Back in Washington, a more immediate problem was mounting as Senate Republicans are putting up hurdles to raising the nation's debt limit, a routine vote that's needed to allow more borrowing and prevent a devastating credit default. Biden said Democrats are considering changing the chamber's filibuster rules, which would lower the typical 60-vote threshold to 50, to do it.
"It's a real possibility," Biden told reporters at the White House.
Meanwhile, negotiations continued on the pair of bills to boost spending on safety net, health and environmental programs and infrastructure projects. The $3.5 trillion price tag on the social services portion of Biden's agenda has long been the sticking point, with progressives demanding the funding for their priorities and moderates balking at the eye-popping number.
But there was growing consensus — which Biden has expressed privately to lawmakers, and acknowledged publicly Tuesday — that the topline number will eventually shrink.
In multiple private meetings, Biden has now floated $2 trillion as a figure for his signature package, including in a call late Monday with progressive House lawmakers, who still advocated for a higher amount, according to a person granted anonymity to discuss the private meeting.
Next to Biden, the Democrats with the most on the line over the shape and success of his spending plans are House members from swing districts whose reelections are essential if his party is to retain control of Congress.
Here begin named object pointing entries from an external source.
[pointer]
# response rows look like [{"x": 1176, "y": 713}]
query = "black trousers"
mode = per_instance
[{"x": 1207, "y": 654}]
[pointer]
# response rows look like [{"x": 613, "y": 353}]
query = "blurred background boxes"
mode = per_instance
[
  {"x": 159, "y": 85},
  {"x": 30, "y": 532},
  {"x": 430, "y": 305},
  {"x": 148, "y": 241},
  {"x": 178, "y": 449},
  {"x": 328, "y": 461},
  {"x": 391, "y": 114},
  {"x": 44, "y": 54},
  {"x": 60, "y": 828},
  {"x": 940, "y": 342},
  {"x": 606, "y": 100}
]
Many of those targeted moderates — including Arizona Rep. Tom O'Halleran, Virginia Rep. Abigail Spanberger and nine other vulnerable Democrats — joined Biden for a virtual meeting Tuesday. He held a similar session the previous day with a dozen progressives.
And his Tuesday visit to Slotkin's district, which President Donald Trump narrowly won in 2020, was aimed at giving moderates like her cover to support his spending package.
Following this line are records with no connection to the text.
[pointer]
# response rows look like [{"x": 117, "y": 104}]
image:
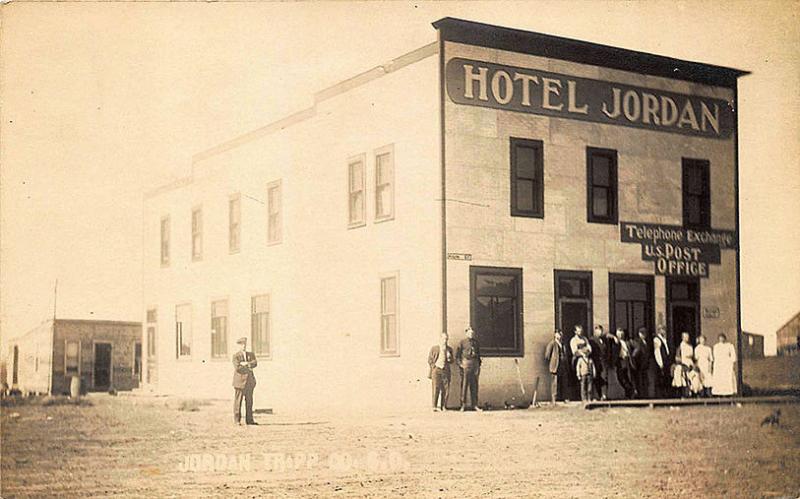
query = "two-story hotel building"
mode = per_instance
[{"x": 510, "y": 180}]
While Slotkin backs the smaller, bipartisan $1 trillion infrastructure bill that has passed the Senate, she prefers passing it in the House before negotiating the broader package of social programs.
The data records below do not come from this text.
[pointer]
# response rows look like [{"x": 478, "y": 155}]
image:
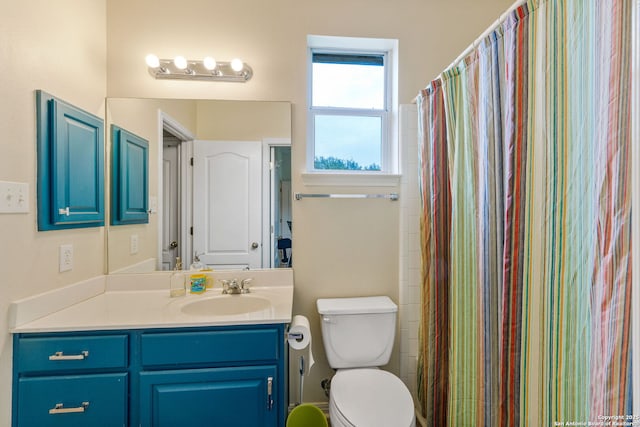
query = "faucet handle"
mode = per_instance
[{"x": 244, "y": 285}]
"To be honest, it was hard for me to understand why leadership decided in the first place to tie the two bills together," Slotkin recently told The Detroit News. "That's not how we normally operate. It's not my preference."
Washington was gripped with the drama last week as lawmakers grappled with the massive Democrats-only social spending bill that has been linked with the infrastructure bill. Progressives have balked at voting for the infrastructure bill if the other bill shrinks.
Yet even as talk of that shrinkage increased, Sen. Bernie Sanders, I-Vt., a leader of the progressives, said Tuesday, "There's a lot of discussion going on, but I'm confident at the end of the day it's going to be a good agreement."
"This cannot ultimately be a bill that does 18 new things, but it could do four or five or six big bold new things," said Sen. Chris Coons of Delaware, an ally of the president.
Lawmakers are considering cutting back some programs or limiting others to only people who qualify based on need.
Biden's team huddled with the Democratic leaders late Monday at the Capitol as they rush to finish the latest draft — in "days, not weeks," Senate Majority Leader Chuck Schumer said.
One senator was moved to compare it all to dancing.
"The best image I know is a square dance: You come together, but then you go apart; you come together, but then you go apart," said Sen. John Hickenlooper of Colorado, describing his fellow Democrats. "There's a rhythm there, we just got to make sure we stay in rhythm. That's the challenge."